The temperature outside right now is about 90 degrees, headed for 97. As it has been for nearly all of the last two weeks, the sun is shining brightly with only a whisp of a cloud in the wide, blue sky. The exception to that streak was Sunday, when the high was about 80 and the afternoon saw a couple of downpours and an hour or so of big, fat, scattered rain drops. The puddles evaporated by the time my friends and I finished dinner.

This morning, I tidied up my Airbnb and dropped my trusty Dodge Dart at the rental car lot at the airport. Here at the airport, I chowed down on half an Albuquerque Turkey sandwich (read: avocado, sprouts, tomato, green chile ... and some turkey), and will soon board the first of two planes that will wing me back to the Northeast.
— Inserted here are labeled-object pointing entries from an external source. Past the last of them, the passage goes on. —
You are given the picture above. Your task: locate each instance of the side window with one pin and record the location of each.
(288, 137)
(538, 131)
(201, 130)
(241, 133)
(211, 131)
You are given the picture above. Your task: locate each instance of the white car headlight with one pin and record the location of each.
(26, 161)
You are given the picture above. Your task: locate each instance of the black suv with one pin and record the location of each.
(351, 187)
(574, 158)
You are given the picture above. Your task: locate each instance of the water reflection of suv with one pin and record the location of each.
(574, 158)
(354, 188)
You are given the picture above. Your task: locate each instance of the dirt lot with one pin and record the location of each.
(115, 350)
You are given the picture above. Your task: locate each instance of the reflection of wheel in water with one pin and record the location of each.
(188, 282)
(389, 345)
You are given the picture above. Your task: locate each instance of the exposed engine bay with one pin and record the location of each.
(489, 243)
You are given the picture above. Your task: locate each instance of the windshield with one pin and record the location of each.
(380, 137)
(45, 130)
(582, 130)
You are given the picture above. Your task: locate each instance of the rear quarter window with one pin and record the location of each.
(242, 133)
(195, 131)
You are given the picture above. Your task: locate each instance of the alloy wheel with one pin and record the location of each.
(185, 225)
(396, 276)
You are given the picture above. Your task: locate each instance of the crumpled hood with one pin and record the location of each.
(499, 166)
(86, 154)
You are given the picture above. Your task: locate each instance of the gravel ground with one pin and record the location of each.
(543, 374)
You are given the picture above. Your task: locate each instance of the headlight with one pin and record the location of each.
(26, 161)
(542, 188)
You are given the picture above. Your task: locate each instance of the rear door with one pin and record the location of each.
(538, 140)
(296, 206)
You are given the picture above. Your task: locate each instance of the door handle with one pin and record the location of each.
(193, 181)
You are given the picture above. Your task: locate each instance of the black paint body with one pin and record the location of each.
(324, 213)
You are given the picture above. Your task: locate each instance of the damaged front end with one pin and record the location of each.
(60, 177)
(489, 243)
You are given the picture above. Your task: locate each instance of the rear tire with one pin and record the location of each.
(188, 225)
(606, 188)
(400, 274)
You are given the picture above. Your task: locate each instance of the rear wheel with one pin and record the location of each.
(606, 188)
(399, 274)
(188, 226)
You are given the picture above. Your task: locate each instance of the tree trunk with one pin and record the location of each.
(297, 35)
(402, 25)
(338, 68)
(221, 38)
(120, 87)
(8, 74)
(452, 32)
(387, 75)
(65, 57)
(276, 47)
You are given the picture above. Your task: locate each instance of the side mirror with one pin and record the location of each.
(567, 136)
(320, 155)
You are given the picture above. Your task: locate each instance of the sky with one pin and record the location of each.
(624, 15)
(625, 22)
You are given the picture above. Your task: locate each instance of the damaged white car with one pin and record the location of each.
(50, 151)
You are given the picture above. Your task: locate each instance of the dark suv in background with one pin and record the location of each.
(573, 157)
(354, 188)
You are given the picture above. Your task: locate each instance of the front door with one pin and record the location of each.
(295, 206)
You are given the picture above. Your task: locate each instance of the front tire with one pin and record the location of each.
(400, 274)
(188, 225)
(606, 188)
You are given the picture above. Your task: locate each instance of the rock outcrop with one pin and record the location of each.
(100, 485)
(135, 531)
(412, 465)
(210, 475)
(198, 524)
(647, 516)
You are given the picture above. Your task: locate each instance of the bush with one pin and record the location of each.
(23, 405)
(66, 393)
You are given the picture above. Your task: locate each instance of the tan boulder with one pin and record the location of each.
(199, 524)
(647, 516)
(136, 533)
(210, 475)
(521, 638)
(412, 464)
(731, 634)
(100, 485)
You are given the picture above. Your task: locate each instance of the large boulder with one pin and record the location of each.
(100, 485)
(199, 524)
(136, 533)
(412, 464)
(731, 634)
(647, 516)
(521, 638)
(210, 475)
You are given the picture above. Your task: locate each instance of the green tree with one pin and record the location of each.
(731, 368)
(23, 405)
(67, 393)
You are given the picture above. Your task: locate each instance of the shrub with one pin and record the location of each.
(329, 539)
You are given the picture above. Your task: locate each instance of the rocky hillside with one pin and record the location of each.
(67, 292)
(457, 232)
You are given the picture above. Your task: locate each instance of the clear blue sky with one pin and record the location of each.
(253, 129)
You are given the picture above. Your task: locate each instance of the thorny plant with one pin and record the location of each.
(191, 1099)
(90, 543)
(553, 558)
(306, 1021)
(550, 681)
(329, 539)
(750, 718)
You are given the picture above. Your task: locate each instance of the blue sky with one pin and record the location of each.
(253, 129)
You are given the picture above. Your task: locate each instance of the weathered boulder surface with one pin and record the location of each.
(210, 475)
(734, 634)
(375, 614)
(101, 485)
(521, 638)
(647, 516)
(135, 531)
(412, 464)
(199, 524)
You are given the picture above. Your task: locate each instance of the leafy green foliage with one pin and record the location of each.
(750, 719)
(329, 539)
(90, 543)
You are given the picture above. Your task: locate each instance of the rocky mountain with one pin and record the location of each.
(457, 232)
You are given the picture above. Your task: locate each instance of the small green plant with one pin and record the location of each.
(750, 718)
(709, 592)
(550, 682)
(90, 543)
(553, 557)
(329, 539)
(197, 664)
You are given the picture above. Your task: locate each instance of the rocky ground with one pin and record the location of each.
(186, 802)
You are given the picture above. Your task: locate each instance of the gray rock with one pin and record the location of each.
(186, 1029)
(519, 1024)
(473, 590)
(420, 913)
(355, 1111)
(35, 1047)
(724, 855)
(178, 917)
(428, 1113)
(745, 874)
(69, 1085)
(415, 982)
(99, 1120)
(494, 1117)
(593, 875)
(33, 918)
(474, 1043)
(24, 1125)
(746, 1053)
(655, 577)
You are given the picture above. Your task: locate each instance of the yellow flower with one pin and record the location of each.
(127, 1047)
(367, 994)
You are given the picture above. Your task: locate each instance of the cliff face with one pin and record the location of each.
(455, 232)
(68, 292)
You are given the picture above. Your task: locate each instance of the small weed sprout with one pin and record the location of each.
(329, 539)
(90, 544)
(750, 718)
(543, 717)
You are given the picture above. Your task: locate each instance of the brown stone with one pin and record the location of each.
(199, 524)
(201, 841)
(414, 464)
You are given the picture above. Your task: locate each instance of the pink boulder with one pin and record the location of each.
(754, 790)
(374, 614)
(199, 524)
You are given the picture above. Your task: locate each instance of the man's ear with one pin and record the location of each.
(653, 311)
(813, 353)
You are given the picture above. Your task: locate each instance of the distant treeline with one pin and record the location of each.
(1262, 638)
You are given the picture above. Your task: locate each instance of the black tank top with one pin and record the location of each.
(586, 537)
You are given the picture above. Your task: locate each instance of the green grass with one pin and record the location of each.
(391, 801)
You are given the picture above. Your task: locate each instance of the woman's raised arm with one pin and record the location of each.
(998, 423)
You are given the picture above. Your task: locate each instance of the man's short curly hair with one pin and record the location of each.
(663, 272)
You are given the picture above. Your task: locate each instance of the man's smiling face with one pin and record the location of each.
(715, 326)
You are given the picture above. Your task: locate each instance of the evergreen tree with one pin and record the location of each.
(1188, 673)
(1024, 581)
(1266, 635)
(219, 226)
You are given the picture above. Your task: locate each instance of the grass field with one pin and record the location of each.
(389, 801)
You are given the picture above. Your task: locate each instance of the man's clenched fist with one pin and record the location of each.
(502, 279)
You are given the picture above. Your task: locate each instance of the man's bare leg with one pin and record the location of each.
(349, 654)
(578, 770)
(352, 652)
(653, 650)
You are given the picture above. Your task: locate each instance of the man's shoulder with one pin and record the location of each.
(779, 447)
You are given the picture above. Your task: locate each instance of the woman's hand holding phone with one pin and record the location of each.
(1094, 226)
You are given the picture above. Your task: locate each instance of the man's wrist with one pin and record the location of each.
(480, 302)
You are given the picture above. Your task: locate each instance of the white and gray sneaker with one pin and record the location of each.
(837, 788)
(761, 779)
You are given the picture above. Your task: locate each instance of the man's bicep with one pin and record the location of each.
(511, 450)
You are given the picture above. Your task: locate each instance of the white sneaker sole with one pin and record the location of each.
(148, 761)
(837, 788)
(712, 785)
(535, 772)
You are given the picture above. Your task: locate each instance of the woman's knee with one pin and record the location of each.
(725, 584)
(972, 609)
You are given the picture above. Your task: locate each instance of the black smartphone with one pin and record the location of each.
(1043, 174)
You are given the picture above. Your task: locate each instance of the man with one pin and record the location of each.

Six hours after that flight leaves, I'll land nearly at bedtime in the Eastern time zone, with a solid 40-degree temperature drop.

I have mixed feelings about all of this. In part, that's because I'm fairly exhausted. While I love being in New Mexico, I have crammed six-and-a-half very full days of work, two hurry-up-and-wait days of travel, and six-and-a-half days of visits, meetings, introductions, and adventures into a two-week period. I missed meeting some folks I very much wanted to see. And I trod through places and talked with people I didn't know existed. Despite having the most welcoming and homey Airbnb I could imagine, I was still conscious of being in borrowed space. At ease, but not relaxed.

While I'm eager to get back to my "stuff," my friends-for-a-while-now, my summer plans, and my slightly convoluted schedule of work in progress, I also want to gorge myself on the new experiences, camaraderie, culture, and lessons to be gathered here. And, I now have a whole new set of dominoes to line up, besides the ones that are already in place. 

I've been saying for years now that my life is desperately in need of a change, since it didn't follow the love, marriage, kids, family path that I had always envisioned. Setting out into self-employment was part of that. So was taking my MFA and starting the long and winding road toward authorship. So was the surgery that confirmed I am 99.99% unlikely to have children of my own, even if I eventually find "the guy," as painful as that is to admit. So was last year's round-the-country road trip to sate both research needs and wanderlust. So was this year's rededication to improving and expanding my professional range.

Perhaps the next change is this one. Blending my western roots and my eastern existence in a whole new place where I never thought to be, let alone to feel at home. Here where everyone from acquaintance-friends to an aboriginal maker of storytellers have offered a heartfelt, "I hope you move here!" in parting. Here where park rangers and visitors alike have hollered out dinner suggestions and favorite places. Here where one friend's promised to treat me to breakfast next time, two more are already keeping their eyes out for suitable housing, and another's cooking up plans for movie nights and music.

And where do I stand on this subject?

Inshallah, as my Persian friends might say.

Or, in the vernacular, the good Lord willing and the creek don't rise.